I suddenly realized I had not the slightest clue as to where my wife had purchased it! I asked my sister where she had purchased hers and sure enough, my wife had been her source! That’s three Black Folk, one who most anxiously wanted this substance and not one of us knew where to obtain it!
After awkward calls to some relatives and friends of my wife, who’d not heard from me, since her passing, I was given a number to a local manufacturer. But, this was only after a distributor had personally seen me and my wife’s relatives vouched for my intentions. His was a small store, run out of his house.
Should I have wanted a lesser quantity (I desired five bottles) I could have purchased them from him. He didn’t have that much and wanted to have stock on hand to sell to his normal customers. So, he sent me off with a number to contact, advising I might have to wait to have my order filled, which I indicated was okay.
I found it surprising he had referred me to a local producer; that it was not a case of him having brought some from a recent trip abroad, to sell, which is common amongst South Americans.

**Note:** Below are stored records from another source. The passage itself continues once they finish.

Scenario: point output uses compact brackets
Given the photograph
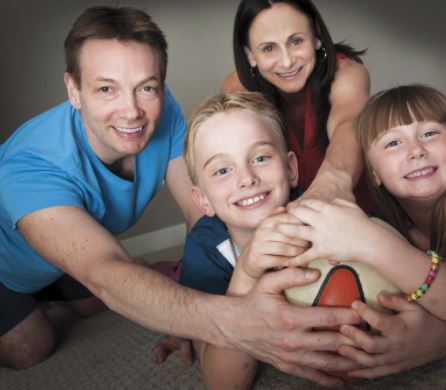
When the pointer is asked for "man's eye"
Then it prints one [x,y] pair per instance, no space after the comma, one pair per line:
[297,41]
[391,144]
[105,89]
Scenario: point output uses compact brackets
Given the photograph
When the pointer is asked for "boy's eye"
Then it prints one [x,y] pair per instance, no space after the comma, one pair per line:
[221,172]
[105,89]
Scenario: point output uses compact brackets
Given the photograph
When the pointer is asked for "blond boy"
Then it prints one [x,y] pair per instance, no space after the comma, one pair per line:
[242,174]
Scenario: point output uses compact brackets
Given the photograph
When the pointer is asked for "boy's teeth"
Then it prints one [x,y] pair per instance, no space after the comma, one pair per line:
[128,129]
[420,173]
[250,201]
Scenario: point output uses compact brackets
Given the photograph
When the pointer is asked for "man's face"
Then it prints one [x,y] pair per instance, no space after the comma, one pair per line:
[242,172]
[120,96]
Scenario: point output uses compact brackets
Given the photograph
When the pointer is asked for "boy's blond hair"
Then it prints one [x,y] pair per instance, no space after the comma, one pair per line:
[254,102]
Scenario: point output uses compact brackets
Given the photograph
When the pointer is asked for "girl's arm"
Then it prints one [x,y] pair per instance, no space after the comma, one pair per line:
[341,231]
[342,165]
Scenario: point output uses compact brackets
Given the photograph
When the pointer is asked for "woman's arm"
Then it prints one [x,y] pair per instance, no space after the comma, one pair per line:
[342,165]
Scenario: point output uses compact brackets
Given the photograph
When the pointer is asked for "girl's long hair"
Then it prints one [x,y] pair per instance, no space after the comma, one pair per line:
[391,108]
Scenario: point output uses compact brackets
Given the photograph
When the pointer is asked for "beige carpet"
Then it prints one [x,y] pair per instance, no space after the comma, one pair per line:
[109,352]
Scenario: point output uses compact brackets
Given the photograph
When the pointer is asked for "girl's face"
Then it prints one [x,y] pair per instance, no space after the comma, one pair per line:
[283,47]
[410,161]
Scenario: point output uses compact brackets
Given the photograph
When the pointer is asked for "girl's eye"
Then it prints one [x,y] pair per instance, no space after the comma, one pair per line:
[221,172]
[430,133]
[391,144]
[261,159]
[267,48]
[149,89]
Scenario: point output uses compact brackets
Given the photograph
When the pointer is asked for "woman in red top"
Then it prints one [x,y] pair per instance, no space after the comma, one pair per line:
[283,49]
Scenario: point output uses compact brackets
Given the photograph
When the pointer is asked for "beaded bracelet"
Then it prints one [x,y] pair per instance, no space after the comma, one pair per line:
[435,266]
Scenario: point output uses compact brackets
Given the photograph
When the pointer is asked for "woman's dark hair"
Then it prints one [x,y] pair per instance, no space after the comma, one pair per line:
[321,77]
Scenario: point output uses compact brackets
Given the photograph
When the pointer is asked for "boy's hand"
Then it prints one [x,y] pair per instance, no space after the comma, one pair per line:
[272,244]
[329,225]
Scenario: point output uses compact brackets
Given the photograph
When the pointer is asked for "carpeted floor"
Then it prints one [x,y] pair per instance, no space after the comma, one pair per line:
[109,352]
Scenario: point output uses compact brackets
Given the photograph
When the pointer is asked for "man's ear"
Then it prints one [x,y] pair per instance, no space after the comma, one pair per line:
[250,57]
[72,90]
[293,171]
[202,202]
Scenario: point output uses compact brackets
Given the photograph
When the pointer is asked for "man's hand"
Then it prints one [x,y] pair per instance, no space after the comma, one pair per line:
[263,324]
[169,344]
[408,339]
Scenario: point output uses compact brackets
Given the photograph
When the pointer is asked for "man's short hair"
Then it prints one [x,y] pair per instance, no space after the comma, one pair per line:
[122,23]
[254,102]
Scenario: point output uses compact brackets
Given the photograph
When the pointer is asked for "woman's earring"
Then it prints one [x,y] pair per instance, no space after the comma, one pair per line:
[324,53]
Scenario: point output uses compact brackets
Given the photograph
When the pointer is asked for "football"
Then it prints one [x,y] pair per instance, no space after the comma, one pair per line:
[340,285]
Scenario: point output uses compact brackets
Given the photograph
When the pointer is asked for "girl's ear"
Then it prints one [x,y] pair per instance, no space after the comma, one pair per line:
[202,202]
[293,171]
[376,179]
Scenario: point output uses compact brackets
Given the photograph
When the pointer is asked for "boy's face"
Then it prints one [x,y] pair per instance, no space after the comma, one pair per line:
[241,171]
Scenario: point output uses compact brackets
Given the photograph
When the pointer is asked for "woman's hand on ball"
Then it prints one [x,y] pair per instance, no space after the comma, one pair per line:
[408,339]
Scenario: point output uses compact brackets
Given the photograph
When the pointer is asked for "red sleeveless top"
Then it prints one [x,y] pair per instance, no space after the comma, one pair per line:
[310,157]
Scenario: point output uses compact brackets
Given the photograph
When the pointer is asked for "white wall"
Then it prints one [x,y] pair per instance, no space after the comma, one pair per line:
[405,41]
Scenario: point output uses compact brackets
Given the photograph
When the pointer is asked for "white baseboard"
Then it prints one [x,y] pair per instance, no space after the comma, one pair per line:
[155,241]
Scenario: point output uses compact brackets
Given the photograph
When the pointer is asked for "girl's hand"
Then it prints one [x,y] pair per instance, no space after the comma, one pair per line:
[408,339]
[273,243]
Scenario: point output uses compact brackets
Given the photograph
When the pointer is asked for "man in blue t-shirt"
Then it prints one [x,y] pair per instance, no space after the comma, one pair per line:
[76,175]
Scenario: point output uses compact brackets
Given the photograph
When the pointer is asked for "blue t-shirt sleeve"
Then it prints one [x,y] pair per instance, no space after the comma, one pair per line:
[30,185]
[178,124]
[204,268]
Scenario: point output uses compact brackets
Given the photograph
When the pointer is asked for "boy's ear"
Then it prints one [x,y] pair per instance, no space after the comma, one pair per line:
[72,90]
[202,202]
[293,171]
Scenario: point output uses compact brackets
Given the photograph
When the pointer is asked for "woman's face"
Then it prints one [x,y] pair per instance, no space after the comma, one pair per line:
[283,47]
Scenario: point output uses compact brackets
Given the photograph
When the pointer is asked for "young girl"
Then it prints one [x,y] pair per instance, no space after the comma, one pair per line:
[402,132]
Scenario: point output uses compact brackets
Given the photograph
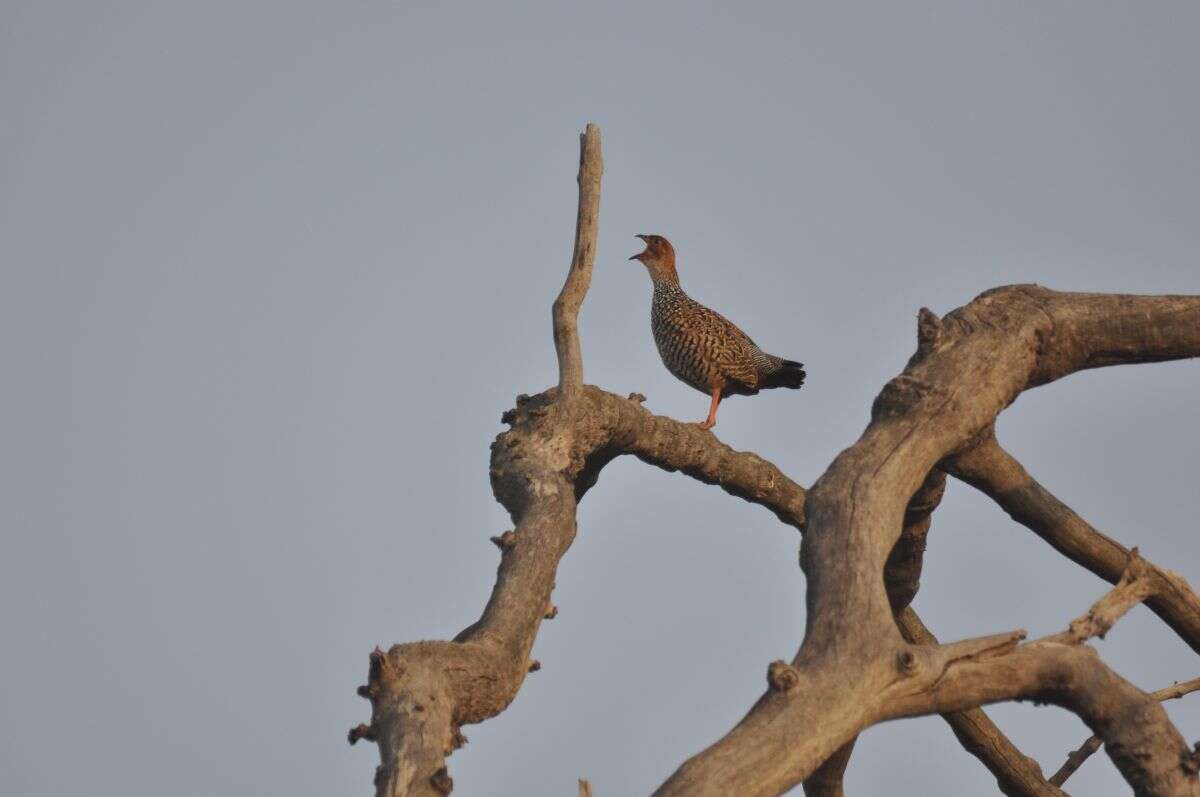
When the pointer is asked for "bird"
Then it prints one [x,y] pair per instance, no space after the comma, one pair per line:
[700,346]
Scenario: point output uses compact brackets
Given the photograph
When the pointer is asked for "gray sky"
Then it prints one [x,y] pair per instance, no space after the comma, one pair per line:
[270,273]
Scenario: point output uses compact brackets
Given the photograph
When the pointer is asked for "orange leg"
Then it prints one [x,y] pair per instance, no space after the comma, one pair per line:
[712,411]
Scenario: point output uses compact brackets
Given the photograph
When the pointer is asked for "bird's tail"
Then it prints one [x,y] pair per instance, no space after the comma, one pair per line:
[789,375]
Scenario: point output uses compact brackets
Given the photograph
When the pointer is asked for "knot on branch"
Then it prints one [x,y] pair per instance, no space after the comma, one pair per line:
[906,663]
[901,395]
[361,731]
[1137,583]
[929,334]
[442,781]
[781,676]
[1189,760]
[505,541]
[381,667]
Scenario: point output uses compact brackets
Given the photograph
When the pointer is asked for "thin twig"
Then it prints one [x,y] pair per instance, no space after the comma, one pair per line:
[1077,757]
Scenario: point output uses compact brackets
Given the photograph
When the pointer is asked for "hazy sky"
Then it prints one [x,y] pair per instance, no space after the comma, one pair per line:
[271,271]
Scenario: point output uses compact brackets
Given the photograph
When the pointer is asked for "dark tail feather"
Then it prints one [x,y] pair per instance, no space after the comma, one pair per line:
[790,375]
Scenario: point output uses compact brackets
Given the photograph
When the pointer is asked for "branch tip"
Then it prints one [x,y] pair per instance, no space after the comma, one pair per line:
[361,731]
[442,781]
[505,541]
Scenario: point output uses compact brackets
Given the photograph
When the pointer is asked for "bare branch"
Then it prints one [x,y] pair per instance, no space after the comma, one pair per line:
[826,781]
[1017,774]
[988,467]
[1077,757]
[982,357]
[565,311]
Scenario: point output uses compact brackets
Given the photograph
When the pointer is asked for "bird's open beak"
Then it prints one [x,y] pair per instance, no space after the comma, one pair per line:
[639,256]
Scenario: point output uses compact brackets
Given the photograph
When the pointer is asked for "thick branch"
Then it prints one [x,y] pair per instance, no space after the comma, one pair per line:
[969,367]
[1077,759]
[988,467]
[1017,774]
[565,311]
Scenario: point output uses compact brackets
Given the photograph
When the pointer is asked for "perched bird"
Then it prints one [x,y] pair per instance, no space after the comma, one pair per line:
[700,346]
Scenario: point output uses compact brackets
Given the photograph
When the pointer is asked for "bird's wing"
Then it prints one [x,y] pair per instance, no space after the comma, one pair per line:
[733,349]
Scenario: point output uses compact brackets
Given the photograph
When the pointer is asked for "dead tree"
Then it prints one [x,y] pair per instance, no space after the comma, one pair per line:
[865,655]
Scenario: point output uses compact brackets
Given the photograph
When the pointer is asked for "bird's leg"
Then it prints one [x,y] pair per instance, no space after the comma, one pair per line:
[711,421]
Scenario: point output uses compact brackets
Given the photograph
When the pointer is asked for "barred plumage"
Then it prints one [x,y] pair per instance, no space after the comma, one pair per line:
[701,347]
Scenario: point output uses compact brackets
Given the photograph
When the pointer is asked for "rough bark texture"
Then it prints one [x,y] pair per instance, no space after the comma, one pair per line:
[864,657]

As I left, that feeling of being belittled, once again crept over me. “Why is it we don’t know about this?” Asking friends, associates and other Black Americans in our area, only confirmed our collective ignorance of the matter.
I called the company, ordered what I wished and have done so, several times, only having to wait once, for a production run to finish.
In the meanwhile, I researched what this salve is and was chagrined to find it was first manufactured here, in the US, at the beginning of the last century! Why did I have to learn from a foreign culture of its existence and where to get it, right here, in my own land?
Then it struck me: Their oppressed existence and relatively recent access to refrigerators (to conserve it) notwithstanding, Black Folks must have already tried this! If I had come across it, how many other hundreds have done so, over the years? Yet, where is the record of their comment on its efficacy?
One of the first thoughts to come to mind is, “It must not have worked. Therefore no one mentions it.” Yet, the obvious lack of feedback on most Lupus sites, while openly promoting AMA sanctioned drugs, implies a suppression of what users have found.
As well, the more than positive feedback I’ve personally had from most users, flies in the face of the first assumption. But, my sample set is practically non-existent, it’s so small!
The third and most troublesome is the fear many of those using it have, in reporting it to their doctors. The very neighbor’s daughter I mentioned, told me she’s afraid of telling her doctor it’s not the new salve she prescribed, that causing her legs to improve so dramatically! She prefers letting her doctor believe the prescription is working, rather than risk her anger, by telling her it’s another ointment, entirely! Think of the other poor patients who will be prescribed the medication, which didn't serve, because the doctor was led astray! I can only hope she builds up her courage, at some point, to truthfully advise her MD.
That’s where this group comes in. Amongst you, I can hopefully find out how things worked out, for those who’ve tried it. I’ve my own limited experiences and feedback to call upon; noting where this salve functions and where it doesn’t.
So the question still stands, "How have we fared using Ozonated Olive Oil for Lupus lesions and other ailments?"
I eagerly await your answers and I'm sure hundreds of other Black Folk would like to, as well.